The Russian parliament is preparing a message to other parliaments around the world, calling on them to officially recognize any “information support” of terrorism, such as justifying their actions in the media, as “passive terrorism.”
The head of the Russian Upper House Commission for Information Policy, Senator Aleksey Pushkov, first made this proposal as the Federation Council was discussing its statement on this week’s assassination of Russian Ambassador to Turkey Andrey Karlov.
Pushkov noted that some reporters and public figures in Western nations were describing Karlov’s killer as a hero, and government officials of those nations were not reacting.
“I suggest that we charge the Commission for Information Policy with the task to address the parliaments of foreign nations, the Council of Europe and the Inter-Parliamentary Union with a call to develop a definition under which information support to terrorism will be treated as a form of passive terrorism and punished in accordance with the law,” he said.
Upper House chair Valentina Matviyenko supported the proposal.
Andrey Karlov was killed on Monday during an official event in the Turkish capital Ankara. His attacker, later identified as an off-duty policeman, shot the diplomat multiple times while shouting “Allahu Akbar” (“God is great” in Arabic).
The killer made reference to the crisis in Aleppo, Syria after the shooting, saying that those involved in the Syrian conflict “will pay for it one by one.” The assailant was later killed by Turkish Special Forces.

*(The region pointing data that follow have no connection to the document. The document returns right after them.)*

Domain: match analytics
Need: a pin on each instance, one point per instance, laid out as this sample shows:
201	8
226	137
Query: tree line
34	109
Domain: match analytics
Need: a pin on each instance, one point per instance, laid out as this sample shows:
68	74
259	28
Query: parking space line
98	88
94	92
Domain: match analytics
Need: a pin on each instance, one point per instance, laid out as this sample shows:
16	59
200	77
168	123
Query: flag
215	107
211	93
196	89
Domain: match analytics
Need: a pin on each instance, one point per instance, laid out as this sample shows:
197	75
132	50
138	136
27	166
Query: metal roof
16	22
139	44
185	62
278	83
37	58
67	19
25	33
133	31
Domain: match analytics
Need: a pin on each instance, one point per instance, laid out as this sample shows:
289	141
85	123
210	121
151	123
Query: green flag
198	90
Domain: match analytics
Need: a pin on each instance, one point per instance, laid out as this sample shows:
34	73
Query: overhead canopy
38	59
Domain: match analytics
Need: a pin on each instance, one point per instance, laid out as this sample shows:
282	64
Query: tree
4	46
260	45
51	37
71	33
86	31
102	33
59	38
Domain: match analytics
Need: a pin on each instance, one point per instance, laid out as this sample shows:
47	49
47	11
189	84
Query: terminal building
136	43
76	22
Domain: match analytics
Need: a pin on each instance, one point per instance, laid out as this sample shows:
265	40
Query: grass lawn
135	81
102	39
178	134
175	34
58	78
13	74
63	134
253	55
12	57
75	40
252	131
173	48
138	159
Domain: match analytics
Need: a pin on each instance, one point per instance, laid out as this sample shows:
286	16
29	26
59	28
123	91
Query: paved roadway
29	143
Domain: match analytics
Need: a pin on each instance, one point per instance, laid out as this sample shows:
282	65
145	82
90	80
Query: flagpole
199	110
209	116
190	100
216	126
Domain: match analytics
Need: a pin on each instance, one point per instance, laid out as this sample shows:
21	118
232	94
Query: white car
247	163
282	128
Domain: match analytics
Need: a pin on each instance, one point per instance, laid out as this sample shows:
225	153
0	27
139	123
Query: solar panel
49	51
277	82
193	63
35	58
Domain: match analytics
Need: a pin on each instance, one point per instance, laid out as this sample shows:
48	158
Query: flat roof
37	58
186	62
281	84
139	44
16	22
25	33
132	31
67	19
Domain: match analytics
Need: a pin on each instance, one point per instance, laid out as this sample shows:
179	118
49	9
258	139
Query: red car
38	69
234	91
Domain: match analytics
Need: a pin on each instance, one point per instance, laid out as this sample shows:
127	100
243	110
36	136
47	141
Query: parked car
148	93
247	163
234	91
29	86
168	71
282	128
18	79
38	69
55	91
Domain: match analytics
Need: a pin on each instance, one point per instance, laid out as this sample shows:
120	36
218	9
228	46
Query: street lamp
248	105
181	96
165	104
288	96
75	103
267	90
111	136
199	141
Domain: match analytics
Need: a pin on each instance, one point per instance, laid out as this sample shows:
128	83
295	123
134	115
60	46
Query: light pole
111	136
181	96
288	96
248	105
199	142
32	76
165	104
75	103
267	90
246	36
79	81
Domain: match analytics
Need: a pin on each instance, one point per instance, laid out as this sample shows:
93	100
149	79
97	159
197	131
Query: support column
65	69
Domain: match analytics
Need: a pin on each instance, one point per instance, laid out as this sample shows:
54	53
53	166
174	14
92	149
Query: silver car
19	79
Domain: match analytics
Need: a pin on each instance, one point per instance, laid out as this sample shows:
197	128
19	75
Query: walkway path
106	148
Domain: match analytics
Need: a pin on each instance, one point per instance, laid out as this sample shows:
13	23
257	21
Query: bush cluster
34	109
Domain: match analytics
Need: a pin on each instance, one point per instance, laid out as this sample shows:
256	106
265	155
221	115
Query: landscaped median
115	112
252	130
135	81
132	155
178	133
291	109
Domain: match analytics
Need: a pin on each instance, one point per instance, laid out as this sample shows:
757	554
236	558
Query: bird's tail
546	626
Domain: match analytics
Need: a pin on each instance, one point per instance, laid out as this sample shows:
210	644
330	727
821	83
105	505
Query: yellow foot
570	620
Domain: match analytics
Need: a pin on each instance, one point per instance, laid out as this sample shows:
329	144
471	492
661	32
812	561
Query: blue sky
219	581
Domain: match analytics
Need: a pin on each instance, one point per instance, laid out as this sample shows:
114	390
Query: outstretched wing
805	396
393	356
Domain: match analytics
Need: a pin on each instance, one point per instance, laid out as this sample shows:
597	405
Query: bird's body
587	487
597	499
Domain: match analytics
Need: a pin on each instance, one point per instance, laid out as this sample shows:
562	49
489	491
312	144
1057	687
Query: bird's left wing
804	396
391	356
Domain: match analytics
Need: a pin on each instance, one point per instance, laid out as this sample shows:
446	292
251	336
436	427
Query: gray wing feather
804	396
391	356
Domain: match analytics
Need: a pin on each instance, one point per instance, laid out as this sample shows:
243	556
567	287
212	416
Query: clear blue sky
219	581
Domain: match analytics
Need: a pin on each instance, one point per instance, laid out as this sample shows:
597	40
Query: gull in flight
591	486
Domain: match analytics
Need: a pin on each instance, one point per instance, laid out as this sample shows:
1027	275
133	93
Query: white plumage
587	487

The Russian Foreign Ministry has issued a statement in which it described the ambassador’s killing as a terrorist attack.
Most world leaders and journalists denounced the attack, but some used the opportunity to slam Russia and make controversial statements. A Ukrainian lawmaker called the ambassador’s killer ‘a hero’ in a Facebook post, and a prominent Qatari journalist said the killing of the Russian ambassador to Turkey was a “human reaction” to what he said was Moscow’s “barbarism” in war-torn Syria.

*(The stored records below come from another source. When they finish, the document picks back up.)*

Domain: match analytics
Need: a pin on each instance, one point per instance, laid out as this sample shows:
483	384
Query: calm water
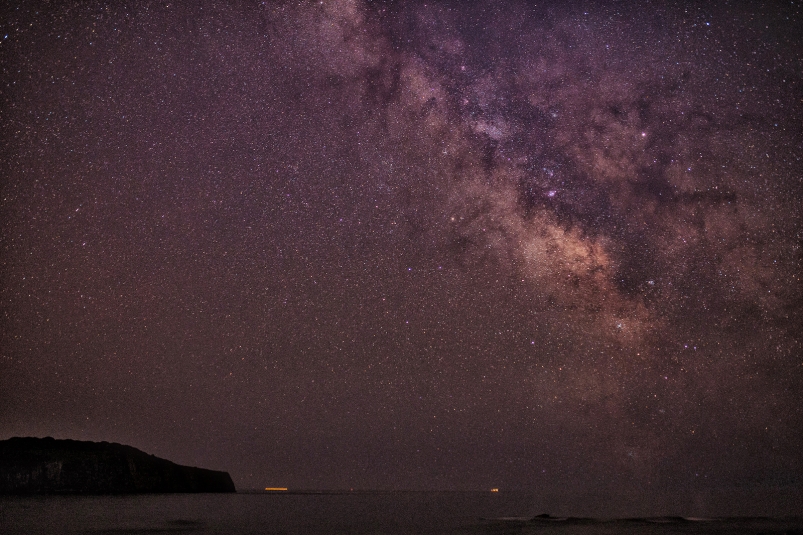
352	513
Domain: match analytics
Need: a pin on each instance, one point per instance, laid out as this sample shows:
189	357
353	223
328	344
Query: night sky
408	245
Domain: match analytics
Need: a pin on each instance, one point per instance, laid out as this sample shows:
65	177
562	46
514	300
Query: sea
355	513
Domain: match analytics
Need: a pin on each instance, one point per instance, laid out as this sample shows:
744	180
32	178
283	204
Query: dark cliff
50	466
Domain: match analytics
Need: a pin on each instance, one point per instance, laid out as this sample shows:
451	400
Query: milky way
410	245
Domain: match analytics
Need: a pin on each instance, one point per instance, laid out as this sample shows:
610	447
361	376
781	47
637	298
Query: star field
408	245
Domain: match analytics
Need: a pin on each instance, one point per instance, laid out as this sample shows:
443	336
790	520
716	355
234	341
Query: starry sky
410	245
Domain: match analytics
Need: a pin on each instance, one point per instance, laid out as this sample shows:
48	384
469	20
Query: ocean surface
338	513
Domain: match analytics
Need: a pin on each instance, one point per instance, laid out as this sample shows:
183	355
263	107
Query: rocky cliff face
50	466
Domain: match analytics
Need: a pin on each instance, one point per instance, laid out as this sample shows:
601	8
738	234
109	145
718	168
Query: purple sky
409	245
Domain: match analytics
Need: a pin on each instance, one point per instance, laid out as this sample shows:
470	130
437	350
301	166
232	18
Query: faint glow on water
318	513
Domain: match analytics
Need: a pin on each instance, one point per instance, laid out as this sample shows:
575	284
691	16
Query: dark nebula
408	245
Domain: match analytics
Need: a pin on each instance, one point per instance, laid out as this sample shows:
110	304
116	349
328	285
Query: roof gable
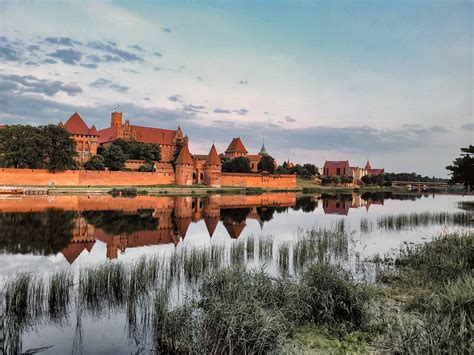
213	157
76	125
184	156
236	146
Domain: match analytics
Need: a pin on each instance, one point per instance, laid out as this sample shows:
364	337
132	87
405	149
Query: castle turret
184	166
116	119
213	169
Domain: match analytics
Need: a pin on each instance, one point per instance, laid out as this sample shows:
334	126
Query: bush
333	297
95	163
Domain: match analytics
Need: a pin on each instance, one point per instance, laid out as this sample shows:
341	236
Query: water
47	233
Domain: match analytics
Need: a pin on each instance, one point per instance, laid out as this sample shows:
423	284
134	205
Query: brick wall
163	175
19	177
259	180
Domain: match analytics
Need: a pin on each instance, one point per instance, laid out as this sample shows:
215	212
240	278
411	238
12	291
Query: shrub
333	297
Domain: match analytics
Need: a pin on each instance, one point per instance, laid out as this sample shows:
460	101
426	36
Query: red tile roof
76	125
184	156
336	164
142	134
236	146
213	157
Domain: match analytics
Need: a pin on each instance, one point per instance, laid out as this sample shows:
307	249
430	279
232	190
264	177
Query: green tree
46	147
237	165
96	162
114	158
147	168
23	147
462	169
267	163
61	148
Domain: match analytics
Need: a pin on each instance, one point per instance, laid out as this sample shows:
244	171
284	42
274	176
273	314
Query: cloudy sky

A journalist from the New York Daily News, Gersh Kuntzman, called the late ambassador “an embodiment” of Russian foreign policy that, according to the journalist, involves various atrocities in Syria. He then went on to describe Karlov as “not a diplomat but a soldier,” and compared the killing with the attack on Ernst vom Rath, a Nazi German diplomat, who the author erroneously called the ambassador to France.
Russian Foreign Ministry spokesperson Maria Zakharova demanded that the New York Daily News apologize for the article, and expressed her indignation over the fact that Kuntzman described the assassination as “justice served.”
“This very day, we [the Russian Foreign Ministry] are sending a letter to the editor-in-chief of the media outlet, which published this xenophobic article that contains justification for a terrorist act, to demand an apology,” Zakharova wrote on her Facebook page.
She also called on “anti-fascist organizations throughout the world” to give their opinions about the publication.